Since studies show that most credit bureau reports contain at least one error, it's a good idea to finally create some industry standards for resolving these mistakes. Most credit report errors are in the form of incorrect or missing account information, but in other cases information from other people can be included on your credit report. Even if these errors aren't your fault, they can come back to bite you. One possible impact can be a lower credit score.
Of course, you won't know if your credit report contains errors until you review it. The first step in ensuring it's mistake-free is to get a copy of your credit report from the three credit bureaus; Experian, TransUnion, and Equifax (Here's where you can get your free annual credit report.)
If you find an error on your credit report, you can file a dispute and request a correction using an online process. But that wouldn't be my first choice.
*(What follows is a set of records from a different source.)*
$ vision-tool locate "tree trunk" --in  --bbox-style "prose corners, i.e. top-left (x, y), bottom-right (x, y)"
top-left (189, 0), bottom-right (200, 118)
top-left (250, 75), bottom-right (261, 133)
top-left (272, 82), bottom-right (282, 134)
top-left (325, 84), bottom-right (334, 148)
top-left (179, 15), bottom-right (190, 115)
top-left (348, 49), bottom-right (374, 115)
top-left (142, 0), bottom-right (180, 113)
Instead, I recommend sending a letter notifying the credit bureaus of the error and requesting a correction the old-fashioned way -- with "snail-mail." It may take longer, but you'll have legal proof that you sought to correct your credit report.
The Federal Trade Commission also outlines several steps for disputing and fixing mistakes on your report:
- Write a letter that details the information you think is incorrect, identify each item, explain why you think it is incorrect, and request the error be removed (You can use this letter as a guide for writing your own.)
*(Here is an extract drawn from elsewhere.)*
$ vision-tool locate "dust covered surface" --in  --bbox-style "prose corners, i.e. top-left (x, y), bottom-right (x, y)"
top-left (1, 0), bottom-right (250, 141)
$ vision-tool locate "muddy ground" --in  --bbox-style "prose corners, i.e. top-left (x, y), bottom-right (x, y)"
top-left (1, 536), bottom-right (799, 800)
- Include copies of documents to back up your claims.
- Also send a copy of your credit report, with each error circled and numbered.
- Send your letter and copies of any documents via certified mail ("return receipt requested") so you have proof of delivery and receipt.
To take advantage of the full protection under the law, you should send your requests to both the credit bureaus and the source of the incorrect information, such as a credit card company, cell phone provider, or other merchant.
The credit reporting companies are required to conduct an investigation of the issues you raised in your letter, which could take about 30 days. They must give you a written summary of the results of their inquiry and any actions they plan to take. If changes are made to your credit report as a result of their investigation, the credit reporting companies must send you an updated copy of the report free of charge. This copy does not count toward the annual limit of one free report from each bureau per year.
If such an investigation does not resolve your dispute, you can request that a statement explaining your position regarding the disputed information be included in your credit report files.
My advice: Get a copy of your credit report and review it -- now. If you notice an error when you are applying for a loan or a job, then it is too late. You won't get the error fixed before they see your report, and that error could end up costing you big time.